CSIRO will work with Fortescue to identify, develop and commercialize technologies to support the creation of an Australian hydrogen industry and future global uptake. The centerpiece of the A$20 million partnership is an investment in CSIRO’s metal membrane technology which enables ammonia to be used as a carrier material for hydrogen storage and transport. The agreement includes commercialization arrangements for the membrane technology, with a subsequent five-year investment in hydrogen R&D.
CSIRO’s National Hydrogen Roadmap, released earlier this year, found that an economically-sustainable hydrogen industry could soon be a reality. Hydrogen is a clean-burning fuel with a range of uses from powering vehicles to storing energy, and if produced using low-emissions energy sources, it could facilitate decarbonization across the energy and industrial sectors.
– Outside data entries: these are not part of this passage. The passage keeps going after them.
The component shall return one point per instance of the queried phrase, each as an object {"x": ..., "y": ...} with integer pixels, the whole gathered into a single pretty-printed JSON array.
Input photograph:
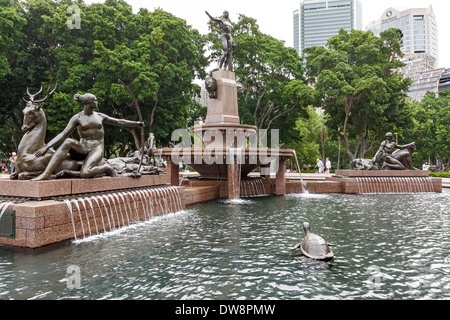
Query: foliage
[{"x": 431, "y": 127}]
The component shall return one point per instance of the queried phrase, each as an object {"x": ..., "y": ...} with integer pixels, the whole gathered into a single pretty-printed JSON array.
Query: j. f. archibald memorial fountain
[{"x": 65, "y": 189}]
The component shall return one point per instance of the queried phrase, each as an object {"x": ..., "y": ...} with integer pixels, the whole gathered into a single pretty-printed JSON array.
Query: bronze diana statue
[
  {"x": 227, "y": 40},
  {"x": 89, "y": 149}
]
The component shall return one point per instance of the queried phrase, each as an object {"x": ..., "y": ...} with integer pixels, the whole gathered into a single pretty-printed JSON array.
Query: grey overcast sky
[{"x": 275, "y": 17}]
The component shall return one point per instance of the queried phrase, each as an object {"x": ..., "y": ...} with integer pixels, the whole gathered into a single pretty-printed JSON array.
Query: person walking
[
  {"x": 328, "y": 165},
  {"x": 319, "y": 165}
]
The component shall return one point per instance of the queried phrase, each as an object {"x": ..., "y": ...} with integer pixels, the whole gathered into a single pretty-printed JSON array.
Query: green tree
[
  {"x": 359, "y": 87},
  {"x": 153, "y": 72}
]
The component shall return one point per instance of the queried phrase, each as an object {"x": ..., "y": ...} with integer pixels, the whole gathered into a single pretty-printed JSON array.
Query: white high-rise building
[
  {"x": 420, "y": 46},
  {"x": 316, "y": 21}
]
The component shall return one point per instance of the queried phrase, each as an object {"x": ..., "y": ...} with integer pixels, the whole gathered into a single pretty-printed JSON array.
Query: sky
[{"x": 274, "y": 17}]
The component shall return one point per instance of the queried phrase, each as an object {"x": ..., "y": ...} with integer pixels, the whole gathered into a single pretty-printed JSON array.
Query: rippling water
[{"x": 386, "y": 247}]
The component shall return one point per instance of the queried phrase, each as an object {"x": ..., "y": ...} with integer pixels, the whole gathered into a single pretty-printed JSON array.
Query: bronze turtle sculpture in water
[{"x": 314, "y": 246}]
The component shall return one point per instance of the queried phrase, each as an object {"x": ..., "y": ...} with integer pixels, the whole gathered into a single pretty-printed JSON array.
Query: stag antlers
[{"x": 32, "y": 96}]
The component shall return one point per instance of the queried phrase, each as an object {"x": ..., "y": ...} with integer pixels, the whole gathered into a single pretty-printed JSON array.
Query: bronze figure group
[{"x": 84, "y": 158}]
The Roadmap indicates that hydrogen technologies are reaching maturity, with the narrative now shifting from R&D to market activation. By around 2025, clean hydrogen could be cost-competitive with existing industrial feedstocks such as natural gas and energy carriers such as batteries in many applications. The Roadmap states that an appropriate policy framework could create market pull for hydrogen, with investment in infrastructure then likely to follow.
Australia has long been dependent on imported liquid fuels and is currently not meeting domestic fuel reserve targets. Hydrogen could play a key role in protecting Australia from supply shocks by localizing liquid fuel supplies (e.g. by producing synthetic fuels) or by displacing their use in both stationary and transport applications. Hydrogen could also help manage the transition to a higher proportion of variable renewable electricity in the electricity network by overcoming challenges associated with energy intermittency.
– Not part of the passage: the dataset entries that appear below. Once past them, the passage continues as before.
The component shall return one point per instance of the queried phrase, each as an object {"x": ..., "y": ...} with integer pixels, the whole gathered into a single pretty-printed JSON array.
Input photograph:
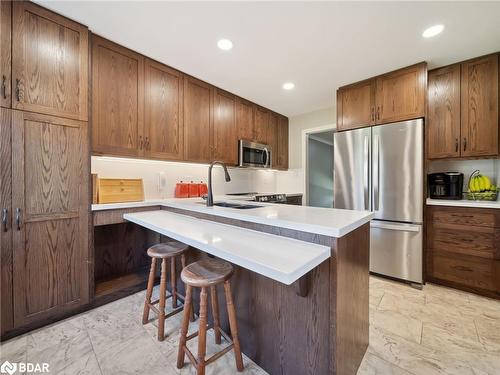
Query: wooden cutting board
[{"x": 116, "y": 190}]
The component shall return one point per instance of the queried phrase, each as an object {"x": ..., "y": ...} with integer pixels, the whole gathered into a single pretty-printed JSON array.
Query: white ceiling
[{"x": 317, "y": 45}]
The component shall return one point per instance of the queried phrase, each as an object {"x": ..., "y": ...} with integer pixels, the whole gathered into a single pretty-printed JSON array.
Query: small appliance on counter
[{"x": 445, "y": 185}]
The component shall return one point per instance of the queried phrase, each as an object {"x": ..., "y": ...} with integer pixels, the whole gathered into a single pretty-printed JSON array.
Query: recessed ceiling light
[
  {"x": 225, "y": 44},
  {"x": 432, "y": 31}
]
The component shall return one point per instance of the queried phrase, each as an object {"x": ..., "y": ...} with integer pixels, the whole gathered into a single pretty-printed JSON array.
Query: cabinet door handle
[
  {"x": 18, "y": 90},
  {"x": 18, "y": 218},
  {"x": 4, "y": 89},
  {"x": 5, "y": 214}
]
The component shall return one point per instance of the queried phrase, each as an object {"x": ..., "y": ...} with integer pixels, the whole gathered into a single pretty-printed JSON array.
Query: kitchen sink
[{"x": 238, "y": 206}]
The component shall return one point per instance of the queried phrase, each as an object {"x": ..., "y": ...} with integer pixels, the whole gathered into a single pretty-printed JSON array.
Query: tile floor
[{"x": 434, "y": 331}]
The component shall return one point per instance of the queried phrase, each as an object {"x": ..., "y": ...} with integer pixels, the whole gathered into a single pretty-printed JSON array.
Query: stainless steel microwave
[{"x": 255, "y": 155}]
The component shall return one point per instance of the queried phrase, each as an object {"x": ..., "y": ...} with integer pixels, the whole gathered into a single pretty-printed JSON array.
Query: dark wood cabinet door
[
  {"x": 163, "y": 125},
  {"x": 272, "y": 137},
  {"x": 49, "y": 63},
  {"x": 480, "y": 106},
  {"x": 6, "y": 311},
  {"x": 282, "y": 162},
  {"x": 197, "y": 120},
  {"x": 224, "y": 137},
  {"x": 5, "y": 53},
  {"x": 401, "y": 94},
  {"x": 50, "y": 173},
  {"x": 245, "y": 119},
  {"x": 261, "y": 124},
  {"x": 356, "y": 105},
  {"x": 117, "y": 99},
  {"x": 443, "y": 118}
]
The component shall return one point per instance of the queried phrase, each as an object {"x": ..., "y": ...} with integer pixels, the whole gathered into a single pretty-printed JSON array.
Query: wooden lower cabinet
[
  {"x": 463, "y": 248},
  {"x": 50, "y": 228}
]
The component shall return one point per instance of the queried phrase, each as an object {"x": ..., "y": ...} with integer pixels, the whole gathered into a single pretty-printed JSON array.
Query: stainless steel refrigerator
[{"x": 381, "y": 169}]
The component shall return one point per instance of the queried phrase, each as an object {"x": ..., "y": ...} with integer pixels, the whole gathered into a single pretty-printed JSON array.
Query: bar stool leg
[
  {"x": 233, "y": 325},
  {"x": 215, "y": 313},
  {"x": 149, "y": 292},
  {"x": 183, "y": 264},
  {"x": 173, "y": 282},
  {"x": 184, "y": 328},
  {"x": 163, "y": 294},
  {"x": 202, "y": 335}
]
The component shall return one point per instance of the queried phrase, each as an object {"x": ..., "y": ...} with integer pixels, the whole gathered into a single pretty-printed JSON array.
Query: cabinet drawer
[
  {"x": 477, "y": 241},
  {"x": 465, "y": 217},
  {"x": 469, "y": 271}
]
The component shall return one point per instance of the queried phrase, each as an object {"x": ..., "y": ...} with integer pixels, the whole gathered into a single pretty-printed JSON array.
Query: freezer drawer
[{"x": 396, "y": 250}]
Australia has a history of exporting its natural resources. However, some of these markets, for example uranium, have suffered downturns as a consequence of a changing energy mix abroad. Others such as thermal coal, could be at risk in the future if global trends continue to lead towards a low carbon economy.
In contrast, the global market for hydrogen is expected to reach $155 billion by 2022, with a number of Australia’s existing trading partners, such as Japan, who are comparatively resource constrained, currently implementing policy commitments for hydrogen imports and use. The Australian Renewable Energy Agency (ARENA) has already funding for Australia’s first green hydrogen innovation hub at Jandakot in Western Australia with an eye for the Japanese market.
The hub will trial the production, storage and use of renewable hydrogen to energize a commercial-scale microgrid. Green hydrogen will be produced from on-site solar using electrolysis, fueling a range of gas appliances and blending hydrogen into the natural gas pipeline. The development project will also evaluate the potential for renewable hydrogen to be exported at a larger scale.
Potential demand for imported hydrogen in China, Japan, South Korea and Singapore could reach in the order of 3.8 million tons in 2030. Commercial scale production of hydrogen from brown coal in Victoria is likely to be available after 2030, so the majority of prior demand is expected to be met by electrolysis coupled with dedicated renewables or grid connected electricity.